Fresh start – it’s what we often associate to a new year, which was probably why singer Miley Cyrus decided to settle an infringement case stemming from her hit We Won’t Stop, a song which was nominated for MTV Video Music Award for Best Song of the Summer. It looks like the former Disney child star is not living for any drama right now.
Just four days into 2020 and Miley has already done a lot … and by a lot, we mean patching things up with a man called Flourgon, or Michael May in real life. Way back March 2018, the Jamaican songwriter sued the Wrecking Ball hitmaker, claiming she stole about half of his 1998 track We Run Things for the fan-fave We Can’t Stop.
Specifically, the plaintiff asserted that Miley and label RCA Records misappropriated some parts of his song, which he claimed ranked No. 1 in his home country, and just changed some phrases. Apart from Miley, other writers of We Can’t Stop are Pierre Slaughter (P-Nasty), Timothy and Theron Thomas (Rock City), and Mike Williams (Mike Will Made It).
The $300-million lawsuit was finally settled by Miley for an undisclosed amount. Recently, she, Fluorgon, and Sony, which owns RCA Records, went to the Manhattan federal court for the filing of a stipulation – which basically means the plaintiff couldn’t file the same case anew.
In December last year, Miley’s camp revealed that a settlement was reached between the two parties, although the stipulation would happen once the payment was done.

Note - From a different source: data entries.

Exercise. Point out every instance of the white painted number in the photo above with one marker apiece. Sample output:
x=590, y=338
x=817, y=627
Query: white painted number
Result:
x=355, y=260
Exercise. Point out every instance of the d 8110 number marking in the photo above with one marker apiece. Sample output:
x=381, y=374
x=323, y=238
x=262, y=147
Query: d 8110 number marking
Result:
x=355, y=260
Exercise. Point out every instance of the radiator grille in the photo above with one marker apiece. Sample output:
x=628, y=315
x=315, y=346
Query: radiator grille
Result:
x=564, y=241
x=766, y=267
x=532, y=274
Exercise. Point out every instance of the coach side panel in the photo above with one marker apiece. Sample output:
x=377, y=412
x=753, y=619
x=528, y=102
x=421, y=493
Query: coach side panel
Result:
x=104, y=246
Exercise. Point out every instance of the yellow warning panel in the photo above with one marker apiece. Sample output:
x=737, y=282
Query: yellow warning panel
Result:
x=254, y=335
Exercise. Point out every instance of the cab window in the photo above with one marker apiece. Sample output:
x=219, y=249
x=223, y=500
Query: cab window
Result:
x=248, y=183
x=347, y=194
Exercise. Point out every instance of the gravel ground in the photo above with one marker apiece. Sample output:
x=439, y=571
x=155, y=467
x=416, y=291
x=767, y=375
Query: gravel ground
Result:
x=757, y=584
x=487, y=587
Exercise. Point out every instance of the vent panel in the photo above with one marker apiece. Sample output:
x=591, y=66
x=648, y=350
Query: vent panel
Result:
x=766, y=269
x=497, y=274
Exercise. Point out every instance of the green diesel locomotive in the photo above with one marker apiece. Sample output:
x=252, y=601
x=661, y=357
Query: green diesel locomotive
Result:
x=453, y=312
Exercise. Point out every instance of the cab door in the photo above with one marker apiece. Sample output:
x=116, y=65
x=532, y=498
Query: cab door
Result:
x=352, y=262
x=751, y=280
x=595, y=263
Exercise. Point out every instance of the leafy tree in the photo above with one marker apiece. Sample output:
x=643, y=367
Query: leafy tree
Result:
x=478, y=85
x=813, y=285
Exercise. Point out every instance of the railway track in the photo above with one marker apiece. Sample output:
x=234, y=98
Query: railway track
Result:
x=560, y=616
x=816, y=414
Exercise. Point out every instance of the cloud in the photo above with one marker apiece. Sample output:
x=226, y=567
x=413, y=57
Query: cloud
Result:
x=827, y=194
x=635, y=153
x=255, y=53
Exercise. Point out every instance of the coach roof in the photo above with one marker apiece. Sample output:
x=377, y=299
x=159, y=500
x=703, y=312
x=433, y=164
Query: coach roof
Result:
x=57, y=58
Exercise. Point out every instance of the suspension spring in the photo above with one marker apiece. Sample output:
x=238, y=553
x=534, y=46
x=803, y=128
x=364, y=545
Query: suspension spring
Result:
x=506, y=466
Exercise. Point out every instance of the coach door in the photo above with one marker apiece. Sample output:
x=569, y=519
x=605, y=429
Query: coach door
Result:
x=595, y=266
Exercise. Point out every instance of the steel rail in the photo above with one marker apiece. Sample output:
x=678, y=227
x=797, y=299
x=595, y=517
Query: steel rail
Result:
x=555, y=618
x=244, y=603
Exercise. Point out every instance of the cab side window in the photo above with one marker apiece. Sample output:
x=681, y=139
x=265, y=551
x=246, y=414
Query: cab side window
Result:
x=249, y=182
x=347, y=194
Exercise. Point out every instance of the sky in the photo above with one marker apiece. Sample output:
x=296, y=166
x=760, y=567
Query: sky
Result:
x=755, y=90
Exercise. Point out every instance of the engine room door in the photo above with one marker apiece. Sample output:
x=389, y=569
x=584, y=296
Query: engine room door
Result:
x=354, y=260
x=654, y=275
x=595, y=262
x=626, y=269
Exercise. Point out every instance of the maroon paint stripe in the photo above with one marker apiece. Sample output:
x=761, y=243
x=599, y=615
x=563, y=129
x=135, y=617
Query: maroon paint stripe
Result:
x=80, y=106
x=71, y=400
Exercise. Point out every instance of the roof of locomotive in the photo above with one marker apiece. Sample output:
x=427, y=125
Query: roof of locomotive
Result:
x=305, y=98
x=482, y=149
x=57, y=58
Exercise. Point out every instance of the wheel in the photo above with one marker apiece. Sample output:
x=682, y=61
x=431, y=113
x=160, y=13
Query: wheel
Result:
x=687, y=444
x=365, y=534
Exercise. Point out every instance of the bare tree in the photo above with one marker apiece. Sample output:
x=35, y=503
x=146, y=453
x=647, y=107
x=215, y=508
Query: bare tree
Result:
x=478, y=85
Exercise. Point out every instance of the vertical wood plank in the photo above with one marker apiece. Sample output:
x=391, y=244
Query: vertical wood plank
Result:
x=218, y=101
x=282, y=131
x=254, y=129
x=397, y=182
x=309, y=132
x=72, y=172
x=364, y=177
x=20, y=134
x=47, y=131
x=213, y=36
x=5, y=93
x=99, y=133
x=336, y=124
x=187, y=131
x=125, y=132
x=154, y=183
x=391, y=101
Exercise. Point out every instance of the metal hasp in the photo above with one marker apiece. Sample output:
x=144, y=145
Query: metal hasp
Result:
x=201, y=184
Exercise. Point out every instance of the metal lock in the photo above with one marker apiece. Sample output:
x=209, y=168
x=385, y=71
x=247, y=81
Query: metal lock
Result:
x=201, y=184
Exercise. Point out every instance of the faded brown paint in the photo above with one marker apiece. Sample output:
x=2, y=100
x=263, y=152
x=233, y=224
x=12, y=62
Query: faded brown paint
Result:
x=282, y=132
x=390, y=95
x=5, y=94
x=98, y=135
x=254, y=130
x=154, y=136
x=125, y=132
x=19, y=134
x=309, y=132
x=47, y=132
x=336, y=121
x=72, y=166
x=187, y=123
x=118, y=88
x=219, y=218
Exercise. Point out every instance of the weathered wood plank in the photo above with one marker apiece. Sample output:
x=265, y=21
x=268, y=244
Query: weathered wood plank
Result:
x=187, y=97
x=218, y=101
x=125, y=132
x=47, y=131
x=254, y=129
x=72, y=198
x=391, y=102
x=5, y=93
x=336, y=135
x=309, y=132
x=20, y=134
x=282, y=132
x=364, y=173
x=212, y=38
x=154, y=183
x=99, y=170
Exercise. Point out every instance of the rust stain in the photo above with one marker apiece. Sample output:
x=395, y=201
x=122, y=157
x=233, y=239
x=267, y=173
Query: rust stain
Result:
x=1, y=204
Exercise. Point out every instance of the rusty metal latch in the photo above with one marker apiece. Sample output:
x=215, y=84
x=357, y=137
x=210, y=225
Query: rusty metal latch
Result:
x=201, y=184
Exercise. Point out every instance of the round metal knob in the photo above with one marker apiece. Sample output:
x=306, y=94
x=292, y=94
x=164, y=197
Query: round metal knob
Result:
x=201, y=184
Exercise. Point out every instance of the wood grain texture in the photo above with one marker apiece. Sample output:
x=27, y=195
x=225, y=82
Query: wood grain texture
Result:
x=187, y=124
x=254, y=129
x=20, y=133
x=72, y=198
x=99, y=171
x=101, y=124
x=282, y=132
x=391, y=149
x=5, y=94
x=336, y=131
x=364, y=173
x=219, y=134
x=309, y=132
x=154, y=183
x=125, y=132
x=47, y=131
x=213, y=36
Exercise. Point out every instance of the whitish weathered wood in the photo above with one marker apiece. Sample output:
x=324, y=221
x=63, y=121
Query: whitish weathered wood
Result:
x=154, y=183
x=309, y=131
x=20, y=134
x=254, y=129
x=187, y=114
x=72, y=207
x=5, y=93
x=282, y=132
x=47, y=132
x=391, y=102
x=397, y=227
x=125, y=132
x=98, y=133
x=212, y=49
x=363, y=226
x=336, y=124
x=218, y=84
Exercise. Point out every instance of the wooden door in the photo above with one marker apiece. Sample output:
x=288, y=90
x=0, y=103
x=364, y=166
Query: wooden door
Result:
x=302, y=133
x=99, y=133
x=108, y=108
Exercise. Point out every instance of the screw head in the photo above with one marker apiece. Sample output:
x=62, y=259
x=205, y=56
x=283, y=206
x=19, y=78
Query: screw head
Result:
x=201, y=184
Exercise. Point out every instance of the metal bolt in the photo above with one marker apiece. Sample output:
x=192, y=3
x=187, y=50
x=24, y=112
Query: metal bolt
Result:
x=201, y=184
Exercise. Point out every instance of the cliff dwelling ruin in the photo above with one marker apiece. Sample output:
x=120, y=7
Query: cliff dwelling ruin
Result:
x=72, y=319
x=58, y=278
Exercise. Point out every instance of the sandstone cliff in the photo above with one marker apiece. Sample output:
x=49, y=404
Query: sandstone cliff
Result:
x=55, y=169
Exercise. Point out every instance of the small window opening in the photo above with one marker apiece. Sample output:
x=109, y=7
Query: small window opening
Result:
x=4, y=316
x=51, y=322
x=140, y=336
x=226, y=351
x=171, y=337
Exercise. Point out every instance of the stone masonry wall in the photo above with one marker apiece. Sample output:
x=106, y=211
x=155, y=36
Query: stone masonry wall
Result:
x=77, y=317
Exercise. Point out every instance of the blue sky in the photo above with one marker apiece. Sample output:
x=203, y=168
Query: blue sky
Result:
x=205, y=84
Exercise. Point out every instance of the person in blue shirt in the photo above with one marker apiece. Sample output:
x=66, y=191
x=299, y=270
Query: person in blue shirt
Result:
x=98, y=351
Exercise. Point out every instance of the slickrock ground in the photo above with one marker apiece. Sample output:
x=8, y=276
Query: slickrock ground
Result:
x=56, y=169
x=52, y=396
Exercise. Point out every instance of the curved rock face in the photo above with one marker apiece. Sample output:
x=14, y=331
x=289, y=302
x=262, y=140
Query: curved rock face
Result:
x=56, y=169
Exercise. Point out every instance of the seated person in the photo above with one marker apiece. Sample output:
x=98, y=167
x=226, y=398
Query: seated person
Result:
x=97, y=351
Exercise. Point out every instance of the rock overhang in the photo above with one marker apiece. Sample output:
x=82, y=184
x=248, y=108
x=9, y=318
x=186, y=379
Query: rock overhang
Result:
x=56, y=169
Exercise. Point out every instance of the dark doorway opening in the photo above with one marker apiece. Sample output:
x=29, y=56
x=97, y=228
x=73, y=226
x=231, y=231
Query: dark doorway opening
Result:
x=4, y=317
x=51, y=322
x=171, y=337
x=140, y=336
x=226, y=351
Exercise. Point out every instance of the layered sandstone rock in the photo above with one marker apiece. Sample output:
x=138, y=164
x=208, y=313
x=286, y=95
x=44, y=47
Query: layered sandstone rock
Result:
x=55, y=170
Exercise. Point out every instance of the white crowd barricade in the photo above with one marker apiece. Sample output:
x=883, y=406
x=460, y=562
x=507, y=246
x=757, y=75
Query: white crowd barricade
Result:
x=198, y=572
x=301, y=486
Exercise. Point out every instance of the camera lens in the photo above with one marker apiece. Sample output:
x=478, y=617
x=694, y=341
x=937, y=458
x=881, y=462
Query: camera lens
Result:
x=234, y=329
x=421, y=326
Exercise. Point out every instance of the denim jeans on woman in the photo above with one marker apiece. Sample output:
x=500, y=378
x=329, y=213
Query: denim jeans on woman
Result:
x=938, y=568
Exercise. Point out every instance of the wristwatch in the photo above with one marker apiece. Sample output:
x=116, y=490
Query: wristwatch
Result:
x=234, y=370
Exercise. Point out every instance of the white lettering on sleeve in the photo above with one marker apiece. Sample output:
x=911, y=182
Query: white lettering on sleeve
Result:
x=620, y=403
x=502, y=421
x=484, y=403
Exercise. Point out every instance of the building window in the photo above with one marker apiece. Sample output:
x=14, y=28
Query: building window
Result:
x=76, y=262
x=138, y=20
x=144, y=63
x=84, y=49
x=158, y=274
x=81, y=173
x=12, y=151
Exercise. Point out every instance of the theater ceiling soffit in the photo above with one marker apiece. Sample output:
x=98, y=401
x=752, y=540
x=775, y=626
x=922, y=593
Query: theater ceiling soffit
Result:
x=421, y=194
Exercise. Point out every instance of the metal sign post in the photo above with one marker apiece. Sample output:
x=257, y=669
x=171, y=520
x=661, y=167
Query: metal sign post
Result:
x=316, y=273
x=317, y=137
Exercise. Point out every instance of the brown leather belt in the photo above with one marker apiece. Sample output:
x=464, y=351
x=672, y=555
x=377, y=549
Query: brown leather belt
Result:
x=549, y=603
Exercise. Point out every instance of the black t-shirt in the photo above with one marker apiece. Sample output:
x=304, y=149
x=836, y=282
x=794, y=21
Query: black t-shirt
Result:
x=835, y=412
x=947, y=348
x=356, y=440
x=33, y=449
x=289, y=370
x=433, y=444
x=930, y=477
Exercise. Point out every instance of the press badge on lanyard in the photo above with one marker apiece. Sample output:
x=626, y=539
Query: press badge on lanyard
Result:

More about We Can’t Stop, it was one of the most-requested during its heyday and even reached the second spot in Billboard’s Hot 100. What beat it to the top spot was Blurred Lines, the controversial hit of Robin Thicke.
Interestingly, Blurred Lines also faced a copyright infringement lawsuit filed by Marvin Gaye’s estate. In 2018, the Court of Appeals upheld the 2015 ruling that favored the plaintiff against Robin and Pharrell Williams.
The verdict stated that the two artists indeed infringed the copyright of Got To Give It Up, a 1977 hit, thereby ordering Robin and Pharrell to pay $5.3 million to Marvin’s estate.
Katy Perry was also slapped with a lawsuit stemming from her 2014 song Dark Horse, which a Christian rapper called Flame said copied key elements from his rap hit Joyful Noise. Judges last year awarded the plaintiff more than $2.7 million in damages, and as expected, the pop star’s team is appealing the ruling.